Barriers to education. We hear about it every day: Children going to school hungry and not being able to concentrate in school. Children nervous about their safety and not able to focus on their homework. Poor schools. A lack of programs for those with disabilities. A zero-tolerance policy which creates a school to prison pipeline. If you ask anyone in those communities if the system is rigged against them, they’ll say yes — that the only way out of their neighborhoods is if they go to prison or get an education. And where do they go to get that education? The City Colleges of Chicago. But now, City Colleges is the one placing barriers to these disenfranchised citizens. The tuition increase negatively impacts 60% of our students. 60%. That is mind blowing. The leadership has decreed that only those who have lifestyles conducive to full-time studies should be put in a position to succeed. It’s like Seinfeld’s Soup Nazi: If you work full-time, no school for you; if you are a parent, single or not, no school for you; if you take care of an elderly parent, no school for you; if you are trying to better your life, no school for you. But, if you have no complications: no children and plenty of money so you don’t need to work, school for you.
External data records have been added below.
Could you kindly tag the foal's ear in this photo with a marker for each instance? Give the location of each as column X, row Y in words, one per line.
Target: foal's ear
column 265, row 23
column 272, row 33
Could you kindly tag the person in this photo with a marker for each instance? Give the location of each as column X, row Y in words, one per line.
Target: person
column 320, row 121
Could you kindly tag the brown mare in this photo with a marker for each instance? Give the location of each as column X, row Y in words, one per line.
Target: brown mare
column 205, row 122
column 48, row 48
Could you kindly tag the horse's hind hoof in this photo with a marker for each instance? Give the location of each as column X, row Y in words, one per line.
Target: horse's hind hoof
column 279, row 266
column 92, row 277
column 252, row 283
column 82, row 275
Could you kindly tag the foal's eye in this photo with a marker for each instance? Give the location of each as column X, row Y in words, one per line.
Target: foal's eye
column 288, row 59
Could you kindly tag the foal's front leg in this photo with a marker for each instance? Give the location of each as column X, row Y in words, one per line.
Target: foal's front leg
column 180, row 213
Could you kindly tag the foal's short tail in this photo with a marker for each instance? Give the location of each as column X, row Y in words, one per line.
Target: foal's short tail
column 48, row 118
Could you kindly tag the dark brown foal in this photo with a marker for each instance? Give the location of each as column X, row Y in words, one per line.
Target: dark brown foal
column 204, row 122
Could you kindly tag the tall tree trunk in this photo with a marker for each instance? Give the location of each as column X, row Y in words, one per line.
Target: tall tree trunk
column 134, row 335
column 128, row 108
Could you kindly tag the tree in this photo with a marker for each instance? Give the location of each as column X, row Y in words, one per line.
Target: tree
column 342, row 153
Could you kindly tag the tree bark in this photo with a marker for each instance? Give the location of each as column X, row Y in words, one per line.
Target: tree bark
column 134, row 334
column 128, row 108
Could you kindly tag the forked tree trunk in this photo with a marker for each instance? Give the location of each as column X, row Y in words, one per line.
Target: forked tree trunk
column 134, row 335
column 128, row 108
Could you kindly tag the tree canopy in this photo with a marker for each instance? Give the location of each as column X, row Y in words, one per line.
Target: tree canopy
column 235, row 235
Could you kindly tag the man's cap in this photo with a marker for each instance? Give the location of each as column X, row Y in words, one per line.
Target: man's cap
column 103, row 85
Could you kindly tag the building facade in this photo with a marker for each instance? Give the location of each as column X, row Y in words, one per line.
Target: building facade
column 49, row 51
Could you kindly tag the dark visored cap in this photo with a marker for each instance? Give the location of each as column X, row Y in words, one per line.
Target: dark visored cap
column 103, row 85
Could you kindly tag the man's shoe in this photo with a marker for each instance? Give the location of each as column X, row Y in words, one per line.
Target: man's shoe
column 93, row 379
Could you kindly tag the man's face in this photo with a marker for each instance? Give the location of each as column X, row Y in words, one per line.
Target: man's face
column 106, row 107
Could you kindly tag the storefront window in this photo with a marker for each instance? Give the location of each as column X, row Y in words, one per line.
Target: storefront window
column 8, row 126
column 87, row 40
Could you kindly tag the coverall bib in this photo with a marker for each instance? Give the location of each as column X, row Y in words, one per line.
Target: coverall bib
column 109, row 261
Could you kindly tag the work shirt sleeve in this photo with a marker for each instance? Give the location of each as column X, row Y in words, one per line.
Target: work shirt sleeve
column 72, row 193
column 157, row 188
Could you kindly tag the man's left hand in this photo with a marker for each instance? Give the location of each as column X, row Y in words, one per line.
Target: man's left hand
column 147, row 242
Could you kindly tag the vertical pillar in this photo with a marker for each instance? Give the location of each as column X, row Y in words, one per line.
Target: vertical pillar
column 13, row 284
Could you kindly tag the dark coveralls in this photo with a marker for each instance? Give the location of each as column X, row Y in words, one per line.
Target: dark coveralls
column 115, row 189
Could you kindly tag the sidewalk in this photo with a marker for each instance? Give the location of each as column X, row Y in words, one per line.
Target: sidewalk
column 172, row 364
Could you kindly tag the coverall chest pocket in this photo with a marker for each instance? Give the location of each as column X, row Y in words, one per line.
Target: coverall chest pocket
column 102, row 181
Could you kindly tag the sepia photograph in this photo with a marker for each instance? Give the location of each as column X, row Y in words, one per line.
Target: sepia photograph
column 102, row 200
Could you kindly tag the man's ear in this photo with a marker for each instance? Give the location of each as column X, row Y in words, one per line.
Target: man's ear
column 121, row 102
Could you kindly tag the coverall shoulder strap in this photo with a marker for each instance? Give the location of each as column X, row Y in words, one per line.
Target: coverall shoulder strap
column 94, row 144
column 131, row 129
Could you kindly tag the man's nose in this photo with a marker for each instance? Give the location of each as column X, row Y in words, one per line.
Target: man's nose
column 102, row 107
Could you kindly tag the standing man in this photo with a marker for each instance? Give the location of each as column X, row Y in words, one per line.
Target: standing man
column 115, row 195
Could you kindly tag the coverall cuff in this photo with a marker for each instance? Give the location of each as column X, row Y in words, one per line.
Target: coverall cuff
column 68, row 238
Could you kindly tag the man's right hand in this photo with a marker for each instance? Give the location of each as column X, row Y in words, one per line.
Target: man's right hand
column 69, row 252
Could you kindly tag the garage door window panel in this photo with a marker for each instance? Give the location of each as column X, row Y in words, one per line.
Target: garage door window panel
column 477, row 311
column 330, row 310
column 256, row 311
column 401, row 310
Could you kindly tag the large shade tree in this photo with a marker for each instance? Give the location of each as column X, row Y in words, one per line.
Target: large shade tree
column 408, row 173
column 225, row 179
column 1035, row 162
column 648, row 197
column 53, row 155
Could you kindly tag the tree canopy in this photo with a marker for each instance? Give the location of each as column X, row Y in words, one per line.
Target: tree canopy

If you can only take one or two classes a semester because you do have a complicated life, try registering online for CCC. It is nearly impossible. You have to declare a major, you are asked to choose classes based on “browse remedial” or “credit”, and your options are restricted to pre-determined pathways. It doesn’t matter what you want. CCC administration has determined what they think you need and if you disagree or want another path….NO SCHOOL FOR YOU.
What is the point of a community college? Well, in Chicago, it is to drive up graduation rates for Associate degrees so that the Board and Chancellor look good, and you do this by getting rid of the students who aren’t going to get a degree in a timely manner.
You continue to restrict student opportunities by moving programs to one school. If you look at 2013 numbers, approximately 18% of all CCC students attend Truman. That means, for 18% of our students, Truman is a good option because of location. Child development is currently offered at six of the seven City Colleges. Next year, those 82% of our students who attend another City Colleges will have to travel to Truman to complete their certification. 82% don’t matter, NO SCHOOL FOR YOU.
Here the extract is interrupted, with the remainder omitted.